Tony sempre andou por perto, há 40 anos, quando vim do Rio Grande do Sul, para morar no Rio. Tínhamos amigos íntimos em comum. No final do ano passado, surgiu o convite para dirigir ‘Quem Tem Medo de Olga del Volga?’, e me surpreendi com uma escrita cômica e, ao mesmo tempo, com uma carpintaria teatral que me deixou muito entusiasmado para trabalhar. Logo me veio uma certa urgência; não sei exatamente o porquê. Eu acreditava muito, por ser essa coisa dessas peças do verão carioca, que ela falaria muito bem no contexto de verão e também de falar sobre esse lugar, desse transformismo, dessa arte, do transformismo e na escolha do local. E aí eu achei que tinha que ser antes do carnaval, de qualquer jeito, e meio que impus isso para a produção e que, por sorte, trouxe a possibilidade de ele poder testemunhar o trabalho, ver o valor do texto dele na peça, no sucesso que ela alcançou. Enfim, então, eu posso guardar, na lembrança e no contato físico, a vida ao lado do querido Tony.
Consigo ver a cara dele sentado na plateia da Turma Ok, surpreendido com a encenação, mas, ao mesmo tempo, percebendo que o texto dele era potente e tinha um discurso dramatúrgico, trabalhando com a comicidade e, simultaneamente, com a informação desse seu lugar de jornalista e cronista, sempre muito atento.

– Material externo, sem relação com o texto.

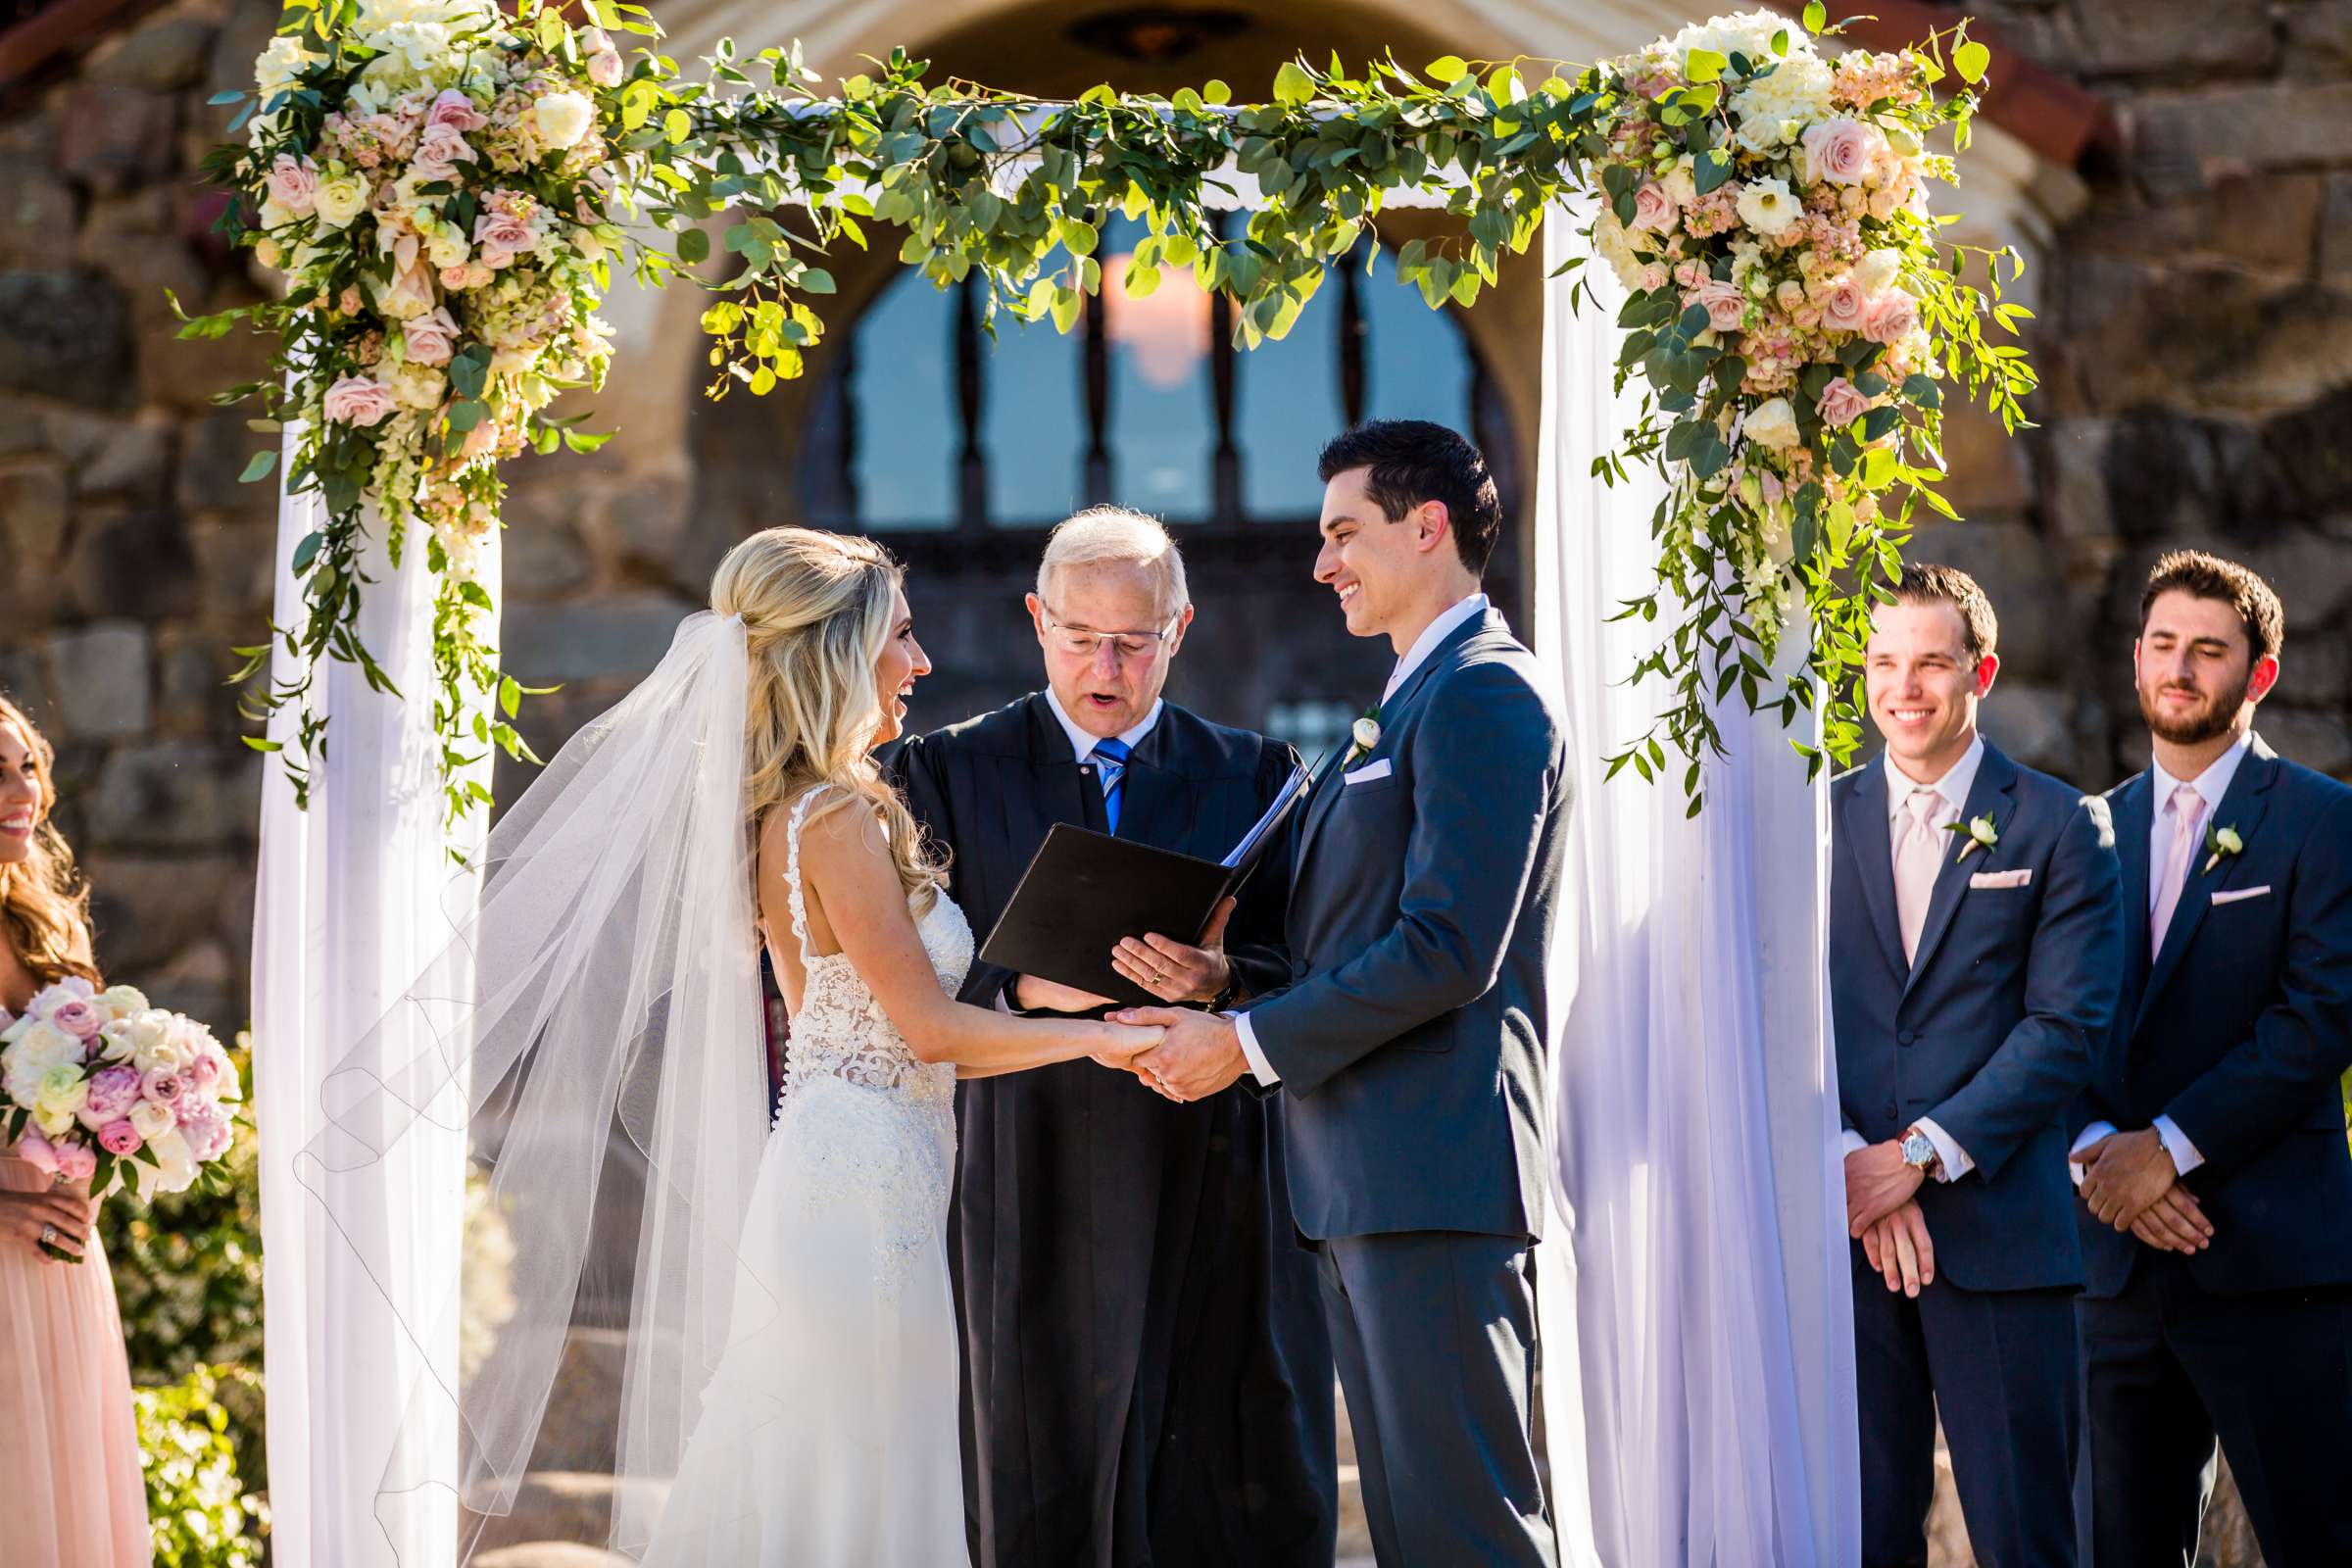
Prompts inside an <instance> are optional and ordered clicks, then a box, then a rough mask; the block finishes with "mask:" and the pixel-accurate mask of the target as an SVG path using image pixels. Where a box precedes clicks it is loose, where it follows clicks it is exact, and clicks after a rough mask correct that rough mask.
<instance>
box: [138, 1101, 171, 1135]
mask: <svg viewBox="0 0 2352 1568" xmlns="http://www.w3.org/2000/svg"><path fill="white" fill-rule="evenodd" d="M176 1128H179V1117H176V1114H174V1112H172V1107H169V1105H158V1103H155V1100H139V1105H132V1131H134V1133H139V1138H143V1140H146V1143H155V1140H158V1138H162V1135H165V1133H172V1131H176Z"/></svg>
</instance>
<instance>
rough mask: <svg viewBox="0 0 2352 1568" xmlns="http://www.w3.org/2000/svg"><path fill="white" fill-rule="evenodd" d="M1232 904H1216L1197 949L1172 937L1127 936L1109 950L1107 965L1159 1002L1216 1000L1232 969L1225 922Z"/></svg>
mask: <svg viewBox="0 0 2352 1568" xmlns="http://www.w3.org/2000/svg"><path fill="white" fill-rule="evenodd" d="M1235 903H1237V900H1232V898H1228V900H1223V903H1218V905H1216V914H1211V917H1209V929H1207V931H1202V933H1200V947H1192V945H1190V943H1178V940H1176V938H1171V936H1143V938H1136V936H1129V938H1127V940H1122V943H1120V945H1117V947H1112V950H1110V966H1112V969H1117V971H1120V976H1124V978H1127V980H1131V983H1136V985H1141V987H1143V990H1148V992H1150V994H1155V997H1160V999H1162V1001H1216V999H1218V997H1221V994H1223V992H1225V980H1230V978H1232V966H1230V964H1225V922H1228V919H1232V905H1235Z"/></svg>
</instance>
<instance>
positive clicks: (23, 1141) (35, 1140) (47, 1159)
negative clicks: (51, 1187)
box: [16, 1131, 56, 1175]
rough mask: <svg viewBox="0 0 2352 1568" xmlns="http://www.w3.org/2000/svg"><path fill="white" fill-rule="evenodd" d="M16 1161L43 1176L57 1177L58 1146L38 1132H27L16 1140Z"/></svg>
mask: <svg viewBox="0 0 2352 1568" xmlns="http://www.w3.org/2000/svg"><path fill="white" fill-rule="evenodd" d="M16 1159H21V1161H24V1164H28V1166H33V1168H35V1171H40V1173H42V1175H56V1145H54V1143H49V1140H47V1138H42V1135H40V1133H38V1131H26V1135H24V1138H19V1140H16Z"/></svg>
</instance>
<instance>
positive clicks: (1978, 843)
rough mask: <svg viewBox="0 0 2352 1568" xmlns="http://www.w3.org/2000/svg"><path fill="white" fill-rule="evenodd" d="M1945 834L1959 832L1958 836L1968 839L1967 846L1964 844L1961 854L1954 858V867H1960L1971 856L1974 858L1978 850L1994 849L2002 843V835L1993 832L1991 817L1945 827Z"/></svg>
mask: <svg viewBox="0 0 2352 1568" xmlns="http://www.w3.org/2000/svg"><path fill="white" fill-rule="evenodd" d="M1945 832H1957V835H1962V837H1966V844H1962V846H1959V853H1957V856H1952V865H1959V863H1962V860H1966V858H1969V856H1973V853H1976V851H1978V849H1992V846H1997V844H1999V842H2002V835H1997V832H1994V830H1992V818H1990V816H1978V818H1969V820H1966V823H1952V825H1950V827H1945Z"/></svg>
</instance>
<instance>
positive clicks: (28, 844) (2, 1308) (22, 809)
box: [0, 698, 151, 1568]
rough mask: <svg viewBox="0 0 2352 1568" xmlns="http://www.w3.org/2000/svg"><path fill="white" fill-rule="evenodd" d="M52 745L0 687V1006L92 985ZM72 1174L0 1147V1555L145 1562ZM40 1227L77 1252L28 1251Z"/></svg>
mask: <svg viewBox="0 0 2352 1568" xmlns="http://www.w3.org/2000/svg"><path fill="white" fill-rule="evenodd" d="M54 762H56V755H54V752H52V750H49V743H47V741H42V736H40V731H38V729H33V724H31V719H26V717H24V712H21V710H19V708H16V705H14V703H9V701H7V698H0V1009H7V1011H9V1013H16V1011H21V1009H24V1004H26V1001H31V999H33V992H38V990H40V987H42V985H52V983H56V980H64V978H68V976H82V978H85V980H89V983H92V985H96V983H99V969H96V964H94V961H92V952H89V914H87V900H89V893H87V891H85V889H82V886H80V879H78V877H75V870H73V851H68V849H66V842H64V839H61V837H59V835H56V830H54V827H49V823H47V818H49V809H52V806H54V804H56V785H54V780H52V766H54ZM92 1211H94V1206H92V1201H89V1192H87V1190H82V1187H80V1185H73V1182H64V1180H54V1182H52V1178H47V1175H42V1173H40V1171H38V1168H33V1166H31V1164H26V1161H24V1159H16V1157H14V1154H7V1152H0V1434H5V1436H0V1450H5V1460H0V1462H5V1467H7V1474H9V1481H7V1507H5V1519H0V1568H56V1566H64V1563H71V1566H73V1568H82V1566H89V1568H139V1566H143V1563H148V1561H151V1552H148V1523H146V1481H143V1479H141V1472H139V1439H136V1434H134V1429H132V1378H129V1361H127V1356H125V1349H122V1319H120V1316H118V1314H115V1281H113V1274H108V1269H106V1253H103V1251H101V1248H99V1244H96V1239H94V1237H92V1220H94V1213H92ZM45 1229H54V1237H56V1244H59V1246H64V1248H68V1251H78V1253H80V1255H82V1262H78V1265H73V1262H59V1260H54V1258H47V1255H45V1253H42V1251H40V1239H42V1232H45Z"/></svg>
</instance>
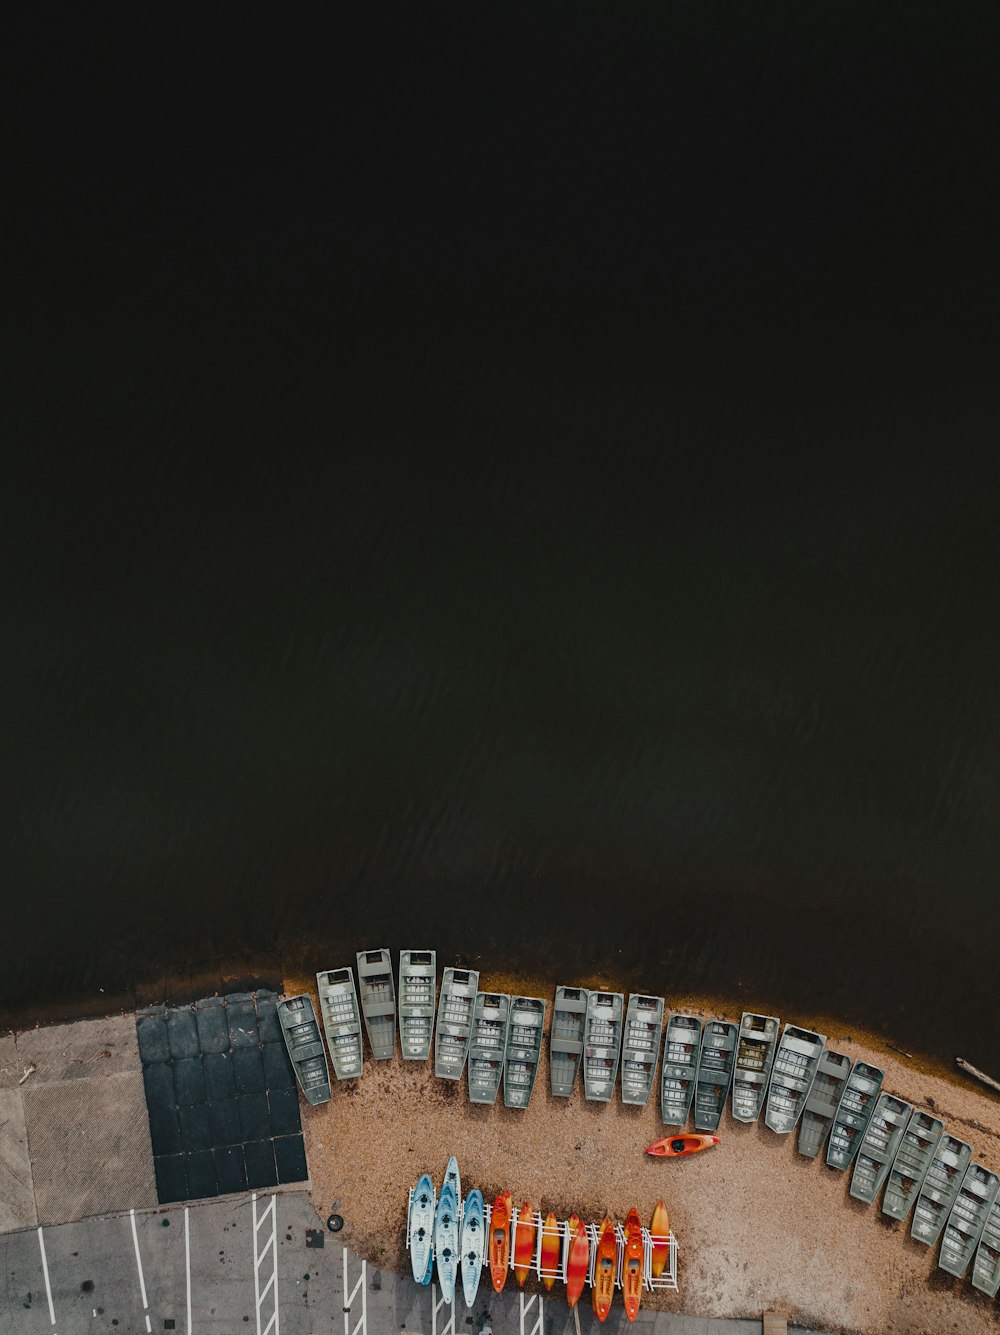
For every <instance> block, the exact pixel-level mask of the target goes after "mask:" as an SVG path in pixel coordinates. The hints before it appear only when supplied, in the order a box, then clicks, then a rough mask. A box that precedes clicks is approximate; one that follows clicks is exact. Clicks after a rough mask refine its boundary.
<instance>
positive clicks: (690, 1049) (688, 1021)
mask: <svg viewBox="0 0 1000 1335" xmlns="http://www.w3.org/2000/svg"><path fill="white" fill-rule="evenodd" d="M700 1056H701V1020H698V1017H697V1016H694V1015H672V1016H670V1019H669V1020H668V1021H666V1035H665V1036H664V1065H662V1069H661V1072H660V1120H661V1121H662V1123H664V1125H665V1127H682V1125H684V1124H685V1121H686V1120H688V1113H689V1112H690V1108H692V1104H693V1103H694V1080H696V1077H697V1075H698V1059H700Z"/></svg>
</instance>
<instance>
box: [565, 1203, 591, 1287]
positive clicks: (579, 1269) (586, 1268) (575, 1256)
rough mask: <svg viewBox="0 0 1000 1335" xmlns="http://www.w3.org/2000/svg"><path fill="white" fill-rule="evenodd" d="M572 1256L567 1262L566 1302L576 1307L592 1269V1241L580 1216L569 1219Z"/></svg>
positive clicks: (570, 1254)
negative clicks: (587, 1272) (590, 1248)
mask: <svg viewBox="0 0 1000 1335" xmlns="http://www.w3.org/2000/svg"><path fill="white" fill-rule="evenodd" d="M567 1227H569V1234H570V1254H569V1258H567V1260H566V1302H567V1303H569V1304H570V1307H575V1306H577V1303H578V1302H579V1295H581V1294H582V1292H583V1284H585V1283H586V1278H587V1270H589V1268H590V1239H589V1238H587V1230H586V1224H585V1223H582V1222H581V1218H579V1215H570V1218H569V1224H567Z"/></svg>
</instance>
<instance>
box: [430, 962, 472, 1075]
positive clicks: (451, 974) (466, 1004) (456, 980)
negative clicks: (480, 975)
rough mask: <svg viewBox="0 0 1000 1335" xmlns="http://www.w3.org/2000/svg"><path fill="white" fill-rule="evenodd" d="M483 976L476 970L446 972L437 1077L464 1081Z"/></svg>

Então, eu guardo o Tony rindo, assistindo a uma cria dele, uma cria que teve esse prazer, esse privilégio de criar junto com ele e que certamente vai seguir carreira. Quando um escritor tem sua obra viva em cena, ele está vivo, não é? Shakespeare está entre nós, Nelson Rodrigues está entre nós, Caio Fernando Abreu estará entre nós e tantos outros escritores maravilhosos, cuja obra transcende o tempo físico deles, de partilhar com a gente. Então, de alguma forma, eu espero que ele encontre logo a luz. A gente fica aqui muito triste pela partida dele, sem o humor dele, mas o levando sempre junto de nós.
Gilberto Gawronsky é diretor de teatro, convidado para dirigir o primeiro texto de Goes para o teatro, “Quem Tem Medo de Olga del Volga?”, inspirado na vida do artista argentino Patricio Bisso. Tony morreu nesta quinta (15/02), de falência hepática por complicações de um câncer no intestino. Em abril, a peça voltará ao Teatro Café Pequeno, no Leblon; depois, deve ir para São Paulo, onde o autor foi criado (ele nasceu no Rio). Num dos últimos textos para sua coluna, na FSP, Tony escreveu: “Sempre sonhei em escrever para o palco, mas a vida me levava por outros caminhos”, publicada no dia 20 de janeiro, dois dias depois da estreia no Rio, na Turma Ok., boate gay em funcionamento mais antiga do mundo, no Centro do Rio, com o ator Gustavo Klein, que interpretou Olga del Volga no filme “Hebe — a Estrela do Brasil”. O produtor teatral Marcelo Aouila, que Tony conhecia há anos, o chamou para fazer o texto, e a direção ficou com Gilberto, disse Goes: “Um dos mais respeitados do teatro carioca. Ele deu soluções que jamais me ocorreriam”.